Phase 6: Rollback Planning
Every migration requires a documented rollback plan that is tested and ready to execute before go-live begins. The rollback plan answers: what is the decision point and criteria for invoking rollback, what steps are required to restore the legacy system to full operational status, how long will rollback take, and who has the authority to invoke it.
Testing the Rollback Plan
Rollback plans that exist only in theory are not rollback plans. They are comfort documentation. A rollback plan is only credible if it has been walked through with the team, the technical steps have been validated in a test scenario, and the decision criteria are agreed by the steering committee in advance, not debated under pressure during a failed cutover.
Phase 7: Post-Migration Validation
Go-live is not the end of migration validation.

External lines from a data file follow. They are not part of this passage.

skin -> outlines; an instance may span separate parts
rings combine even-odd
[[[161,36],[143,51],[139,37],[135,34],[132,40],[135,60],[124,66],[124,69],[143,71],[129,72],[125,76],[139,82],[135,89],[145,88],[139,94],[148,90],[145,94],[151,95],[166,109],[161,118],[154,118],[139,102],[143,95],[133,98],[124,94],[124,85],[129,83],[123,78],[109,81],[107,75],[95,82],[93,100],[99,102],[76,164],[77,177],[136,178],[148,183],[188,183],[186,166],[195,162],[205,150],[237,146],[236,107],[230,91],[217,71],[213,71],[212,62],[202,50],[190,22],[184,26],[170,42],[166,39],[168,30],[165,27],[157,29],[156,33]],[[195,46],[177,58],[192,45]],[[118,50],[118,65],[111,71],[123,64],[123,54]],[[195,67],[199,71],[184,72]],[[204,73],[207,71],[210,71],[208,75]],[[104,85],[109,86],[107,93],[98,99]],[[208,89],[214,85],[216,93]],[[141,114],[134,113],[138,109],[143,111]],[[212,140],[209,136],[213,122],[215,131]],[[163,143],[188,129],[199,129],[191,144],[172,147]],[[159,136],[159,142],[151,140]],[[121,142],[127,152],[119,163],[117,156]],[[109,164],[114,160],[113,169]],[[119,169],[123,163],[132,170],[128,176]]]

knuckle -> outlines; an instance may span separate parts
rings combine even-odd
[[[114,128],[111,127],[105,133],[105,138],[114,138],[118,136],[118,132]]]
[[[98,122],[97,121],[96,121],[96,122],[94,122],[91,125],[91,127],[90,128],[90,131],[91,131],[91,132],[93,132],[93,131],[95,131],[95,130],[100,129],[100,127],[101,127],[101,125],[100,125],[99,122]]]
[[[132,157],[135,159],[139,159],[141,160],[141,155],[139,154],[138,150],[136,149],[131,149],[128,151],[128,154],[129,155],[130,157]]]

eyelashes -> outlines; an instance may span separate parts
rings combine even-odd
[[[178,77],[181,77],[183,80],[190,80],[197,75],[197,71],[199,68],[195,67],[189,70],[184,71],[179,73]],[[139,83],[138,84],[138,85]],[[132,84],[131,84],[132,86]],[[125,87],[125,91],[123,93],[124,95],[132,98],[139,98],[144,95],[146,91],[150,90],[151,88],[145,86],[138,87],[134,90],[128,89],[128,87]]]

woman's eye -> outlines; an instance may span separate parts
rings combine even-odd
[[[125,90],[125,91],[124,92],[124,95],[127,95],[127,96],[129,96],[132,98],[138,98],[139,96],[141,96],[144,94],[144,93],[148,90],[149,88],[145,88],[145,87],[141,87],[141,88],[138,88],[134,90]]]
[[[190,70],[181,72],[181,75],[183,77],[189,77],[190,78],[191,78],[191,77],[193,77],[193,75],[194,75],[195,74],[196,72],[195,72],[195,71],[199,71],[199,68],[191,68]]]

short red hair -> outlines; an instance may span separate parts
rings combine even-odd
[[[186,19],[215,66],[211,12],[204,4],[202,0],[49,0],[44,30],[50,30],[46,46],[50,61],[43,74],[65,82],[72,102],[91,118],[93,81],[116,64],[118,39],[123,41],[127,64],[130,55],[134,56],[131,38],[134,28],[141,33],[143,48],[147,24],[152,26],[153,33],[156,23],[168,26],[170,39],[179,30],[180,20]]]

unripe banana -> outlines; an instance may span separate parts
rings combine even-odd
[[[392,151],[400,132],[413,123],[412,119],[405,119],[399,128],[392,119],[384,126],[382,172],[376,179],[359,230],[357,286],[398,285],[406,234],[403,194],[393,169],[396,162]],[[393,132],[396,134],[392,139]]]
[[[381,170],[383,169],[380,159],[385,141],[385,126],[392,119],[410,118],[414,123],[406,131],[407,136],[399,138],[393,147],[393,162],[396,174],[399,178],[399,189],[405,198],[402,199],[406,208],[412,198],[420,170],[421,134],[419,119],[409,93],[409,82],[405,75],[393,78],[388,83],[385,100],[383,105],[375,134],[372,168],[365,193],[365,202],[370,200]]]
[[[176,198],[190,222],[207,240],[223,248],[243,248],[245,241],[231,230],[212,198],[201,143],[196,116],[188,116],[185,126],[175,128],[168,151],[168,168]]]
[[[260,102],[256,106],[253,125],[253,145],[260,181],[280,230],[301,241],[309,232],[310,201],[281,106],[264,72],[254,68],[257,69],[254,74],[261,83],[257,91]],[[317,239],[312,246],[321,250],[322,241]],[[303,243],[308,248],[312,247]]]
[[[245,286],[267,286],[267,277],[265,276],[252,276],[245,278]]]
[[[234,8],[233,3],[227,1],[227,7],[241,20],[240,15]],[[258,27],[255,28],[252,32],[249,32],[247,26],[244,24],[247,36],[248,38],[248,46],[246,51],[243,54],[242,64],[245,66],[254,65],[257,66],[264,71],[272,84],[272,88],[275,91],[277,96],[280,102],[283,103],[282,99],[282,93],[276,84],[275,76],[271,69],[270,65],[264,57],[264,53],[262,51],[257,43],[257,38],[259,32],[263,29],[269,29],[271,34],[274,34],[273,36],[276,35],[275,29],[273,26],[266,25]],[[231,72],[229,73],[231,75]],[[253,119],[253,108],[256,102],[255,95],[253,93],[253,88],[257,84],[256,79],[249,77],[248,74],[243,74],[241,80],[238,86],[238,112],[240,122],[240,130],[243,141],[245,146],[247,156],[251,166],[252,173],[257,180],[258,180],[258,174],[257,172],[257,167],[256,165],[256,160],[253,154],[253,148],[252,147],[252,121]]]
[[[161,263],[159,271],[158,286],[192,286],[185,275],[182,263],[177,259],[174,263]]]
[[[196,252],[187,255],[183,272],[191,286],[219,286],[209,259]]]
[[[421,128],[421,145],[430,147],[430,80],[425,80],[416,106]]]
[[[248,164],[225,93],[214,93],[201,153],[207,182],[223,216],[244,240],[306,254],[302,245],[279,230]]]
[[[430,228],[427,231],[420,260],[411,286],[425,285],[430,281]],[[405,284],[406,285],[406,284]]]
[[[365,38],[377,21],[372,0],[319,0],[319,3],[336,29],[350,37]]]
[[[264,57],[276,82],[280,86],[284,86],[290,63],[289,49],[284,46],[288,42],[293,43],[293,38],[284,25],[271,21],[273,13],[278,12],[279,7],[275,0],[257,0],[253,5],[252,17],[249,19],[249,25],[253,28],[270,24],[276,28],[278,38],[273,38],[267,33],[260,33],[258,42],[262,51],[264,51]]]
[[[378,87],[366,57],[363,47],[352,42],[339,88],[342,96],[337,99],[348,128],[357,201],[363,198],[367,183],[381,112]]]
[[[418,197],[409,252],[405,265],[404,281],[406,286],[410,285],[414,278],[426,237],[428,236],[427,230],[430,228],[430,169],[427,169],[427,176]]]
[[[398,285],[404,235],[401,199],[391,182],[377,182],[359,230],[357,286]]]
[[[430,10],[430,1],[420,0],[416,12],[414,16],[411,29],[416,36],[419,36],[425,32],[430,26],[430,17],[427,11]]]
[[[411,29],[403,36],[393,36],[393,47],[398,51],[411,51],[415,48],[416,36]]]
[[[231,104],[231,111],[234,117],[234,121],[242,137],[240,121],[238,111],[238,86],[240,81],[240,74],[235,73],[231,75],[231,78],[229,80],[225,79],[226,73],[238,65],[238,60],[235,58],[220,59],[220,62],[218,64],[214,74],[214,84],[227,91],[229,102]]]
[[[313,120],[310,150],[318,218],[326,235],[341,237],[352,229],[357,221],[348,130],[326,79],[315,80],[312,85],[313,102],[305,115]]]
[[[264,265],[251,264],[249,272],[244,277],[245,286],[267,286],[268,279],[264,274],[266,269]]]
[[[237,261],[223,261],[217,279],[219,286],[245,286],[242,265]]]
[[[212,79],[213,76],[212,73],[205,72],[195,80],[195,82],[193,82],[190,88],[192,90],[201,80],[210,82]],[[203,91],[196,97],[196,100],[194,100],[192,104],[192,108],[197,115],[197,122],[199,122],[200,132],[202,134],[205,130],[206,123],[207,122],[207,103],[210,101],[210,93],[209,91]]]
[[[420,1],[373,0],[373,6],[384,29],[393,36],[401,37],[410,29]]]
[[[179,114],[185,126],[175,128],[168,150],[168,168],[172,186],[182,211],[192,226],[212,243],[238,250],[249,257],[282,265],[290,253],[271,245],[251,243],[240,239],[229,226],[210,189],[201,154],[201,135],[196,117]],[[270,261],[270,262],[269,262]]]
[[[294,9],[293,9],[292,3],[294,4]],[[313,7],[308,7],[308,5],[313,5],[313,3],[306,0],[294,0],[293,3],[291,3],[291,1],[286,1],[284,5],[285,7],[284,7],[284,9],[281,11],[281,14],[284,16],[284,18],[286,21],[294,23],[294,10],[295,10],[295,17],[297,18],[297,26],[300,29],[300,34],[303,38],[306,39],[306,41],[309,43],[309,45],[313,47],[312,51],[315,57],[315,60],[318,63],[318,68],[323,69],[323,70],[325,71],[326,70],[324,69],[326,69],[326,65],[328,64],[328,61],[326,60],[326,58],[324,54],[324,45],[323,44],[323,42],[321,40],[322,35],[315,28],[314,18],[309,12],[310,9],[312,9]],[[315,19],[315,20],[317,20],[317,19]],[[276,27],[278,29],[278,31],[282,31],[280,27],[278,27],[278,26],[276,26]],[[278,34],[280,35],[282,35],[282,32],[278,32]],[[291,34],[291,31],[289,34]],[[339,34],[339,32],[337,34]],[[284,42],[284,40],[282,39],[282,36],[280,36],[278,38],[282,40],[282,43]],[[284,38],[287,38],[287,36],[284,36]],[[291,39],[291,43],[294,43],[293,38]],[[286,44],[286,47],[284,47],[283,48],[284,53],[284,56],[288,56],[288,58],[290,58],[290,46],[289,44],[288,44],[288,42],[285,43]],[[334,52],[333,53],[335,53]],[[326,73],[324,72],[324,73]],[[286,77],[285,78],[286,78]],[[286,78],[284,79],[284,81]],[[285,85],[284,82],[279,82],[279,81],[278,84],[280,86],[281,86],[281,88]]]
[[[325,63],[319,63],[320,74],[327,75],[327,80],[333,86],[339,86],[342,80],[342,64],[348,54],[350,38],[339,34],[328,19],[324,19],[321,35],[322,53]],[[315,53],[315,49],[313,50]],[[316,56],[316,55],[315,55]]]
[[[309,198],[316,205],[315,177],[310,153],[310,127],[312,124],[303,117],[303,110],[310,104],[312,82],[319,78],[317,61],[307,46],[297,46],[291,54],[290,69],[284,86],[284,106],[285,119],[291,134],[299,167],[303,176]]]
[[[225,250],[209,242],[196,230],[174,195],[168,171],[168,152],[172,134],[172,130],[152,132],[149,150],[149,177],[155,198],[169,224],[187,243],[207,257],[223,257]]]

The first 48 to 72 hours after go-live should include structured reconciliation activities: verifying record counts against pre-migration baselines, confirming that transactions entered post-go-live are processing correctly, checking integration feeds are flowing accurately, and running a sample of business-critical scenarios through end-to-end user testing.
Assigning Validation Ownership
Assign specific validation activities to named business owners and technical team members. “We’ll keep an eye on things” is not a post-migration validation plan. Each validation activity should have an owner, a completion time, and a reporting line to the implementation PM.
Why This Matters
Data migration is where implementations most often fail. It is also where the most rigorous process discipline pays the greatest return. The organisations that treat data migration as an afterthought discover this at the worst possible time. The organisations that treat it as a first-class project activity with dedicated resources, iterative testing, and explicit business ownership consistently deliver cleaner, faster, lower-risk migrations.